Hearing, but not speaking
Holidays in times past were spent in south-west France where an hour could be spent in the morning reading Sud Ouest, the regional daily newspaper. Having no more than phrasebook French was sufficient to allow the enjoyment of tales of the locality, once it even meant reading of a man, who lived next door to a house rented a number of times, having discovered a murder.
Of course, there was a difference between reading French and speaking it. Words in the columns of the newspaper could be read in context, there was no need to understand every word in order to gather the gist of the story. If there was a particularly hard word, the Collins dictionary was usually in a pocket of the car door, from which it might sometimes be taken to comprehend difficult road signs. Trying to speak to people in French was an altogether different matter, the proprietrix of a hotel suggested that I addressed her in English, or, if I was going to attempt to speak French, to tell her afterwards, in English, what it was that I had said.
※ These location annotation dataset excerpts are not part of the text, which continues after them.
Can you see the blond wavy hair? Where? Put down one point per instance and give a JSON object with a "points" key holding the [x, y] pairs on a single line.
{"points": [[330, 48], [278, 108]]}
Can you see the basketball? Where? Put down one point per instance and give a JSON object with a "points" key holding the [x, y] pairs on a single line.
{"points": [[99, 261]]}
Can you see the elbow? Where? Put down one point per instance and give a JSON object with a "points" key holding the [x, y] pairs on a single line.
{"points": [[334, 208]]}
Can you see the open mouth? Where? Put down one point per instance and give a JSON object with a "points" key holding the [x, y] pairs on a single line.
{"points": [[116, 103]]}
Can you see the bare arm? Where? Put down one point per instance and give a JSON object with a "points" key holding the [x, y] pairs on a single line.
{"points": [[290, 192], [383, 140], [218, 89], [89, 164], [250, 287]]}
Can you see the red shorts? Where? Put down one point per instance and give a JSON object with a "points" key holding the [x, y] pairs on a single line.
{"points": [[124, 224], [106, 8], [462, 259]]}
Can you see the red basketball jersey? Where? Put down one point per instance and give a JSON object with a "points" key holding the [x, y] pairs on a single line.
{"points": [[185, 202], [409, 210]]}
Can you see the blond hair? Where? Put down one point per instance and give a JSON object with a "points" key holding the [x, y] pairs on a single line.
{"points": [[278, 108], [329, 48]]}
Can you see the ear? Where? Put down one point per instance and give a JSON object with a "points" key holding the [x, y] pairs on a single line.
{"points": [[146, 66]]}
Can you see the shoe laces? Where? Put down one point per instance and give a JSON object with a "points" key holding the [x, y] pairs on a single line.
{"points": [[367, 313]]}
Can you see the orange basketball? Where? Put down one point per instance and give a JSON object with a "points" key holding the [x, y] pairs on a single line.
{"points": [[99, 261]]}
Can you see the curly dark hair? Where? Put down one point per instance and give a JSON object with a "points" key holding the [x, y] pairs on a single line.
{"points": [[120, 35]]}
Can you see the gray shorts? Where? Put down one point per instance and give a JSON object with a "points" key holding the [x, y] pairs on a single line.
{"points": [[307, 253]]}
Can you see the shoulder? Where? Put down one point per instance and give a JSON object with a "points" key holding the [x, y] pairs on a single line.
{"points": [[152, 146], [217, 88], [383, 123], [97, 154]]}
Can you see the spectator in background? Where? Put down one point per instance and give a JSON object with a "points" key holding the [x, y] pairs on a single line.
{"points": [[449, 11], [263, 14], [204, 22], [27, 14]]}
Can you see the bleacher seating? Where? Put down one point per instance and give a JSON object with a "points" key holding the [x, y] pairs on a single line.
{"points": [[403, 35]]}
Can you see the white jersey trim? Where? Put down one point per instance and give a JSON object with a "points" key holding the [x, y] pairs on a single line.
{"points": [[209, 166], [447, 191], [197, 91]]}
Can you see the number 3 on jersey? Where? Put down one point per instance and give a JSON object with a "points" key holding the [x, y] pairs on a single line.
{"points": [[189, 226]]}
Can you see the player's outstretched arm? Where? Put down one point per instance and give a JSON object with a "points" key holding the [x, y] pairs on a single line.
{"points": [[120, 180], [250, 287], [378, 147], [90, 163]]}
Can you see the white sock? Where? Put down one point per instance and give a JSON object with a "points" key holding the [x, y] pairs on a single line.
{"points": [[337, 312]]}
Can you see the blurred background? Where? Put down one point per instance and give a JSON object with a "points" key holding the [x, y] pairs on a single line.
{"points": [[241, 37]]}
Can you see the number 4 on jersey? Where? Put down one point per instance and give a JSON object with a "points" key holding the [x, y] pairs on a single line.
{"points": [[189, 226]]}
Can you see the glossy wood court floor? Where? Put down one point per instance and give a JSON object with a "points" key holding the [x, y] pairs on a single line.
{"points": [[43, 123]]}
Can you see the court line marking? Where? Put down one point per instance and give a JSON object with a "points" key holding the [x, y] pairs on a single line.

Speaking demanded a vocabulary and an understanding of grammar, and the ability to pronounce words in a way that did not sound like the stumbling efforts of a monoglot Anglophone. Initiating a conversation always brought the risk of a reply that would require a response that was beyond my ability.
Hearing seems always simpler than speaking. Spending much of the day struggling with algebra, a concept not encountered in forty years, there was a feeling that it was like trying to speak French. Reading equations was not a problem, it was when the question asked to write algebraic proofs of the relationship between numbers that there was a sense of being overcome with complete incomprehension.
The feeling of being able to hear, but not able to speak, seems descriptive of British politics at the moment. Working class people felt alienated by what they perceived as the elitism and bureaucratic inflexibility of the European Union, but no-one articulated that alienation in terms that were not negative. Consequently, they voted for a political dispensation that threatens to remove from them the rights and protections that had been acquired over more than forty years. Among the neo-liberal politicians there is glee at the prospect of reducing labour costs and increasing profits. In the twenty-two months since the referendum, no-one has provided those who will suffer most after March 2019 with a vocabulary and grammar adequate for the situation they face. When one can hear, but not speak, it is hardly surprising that people grow tired of the entire sound of politics.
I think Ireland being sent to redo their EU votes was indicative. And had the powers that be across the EU really studied the results we may not be where we are.
There is a notion abroad that at core the EU is a good, if not for all, then for most. And I don’t think that is in fact the case. The truth is we are spending vast treasure answering questions from the 50s and 60s, which when converted to society in the late teens of 2000’s means poor French speaking Belgians are transferring across to the wealthy landowning Flemish. Or the poor English in Birmingham transferring to large landowners.
The problem is that the Left has never articulated the injustices of the system in a way readily understood by working people, allowing them to be susceptible to the arguments of xenophobes.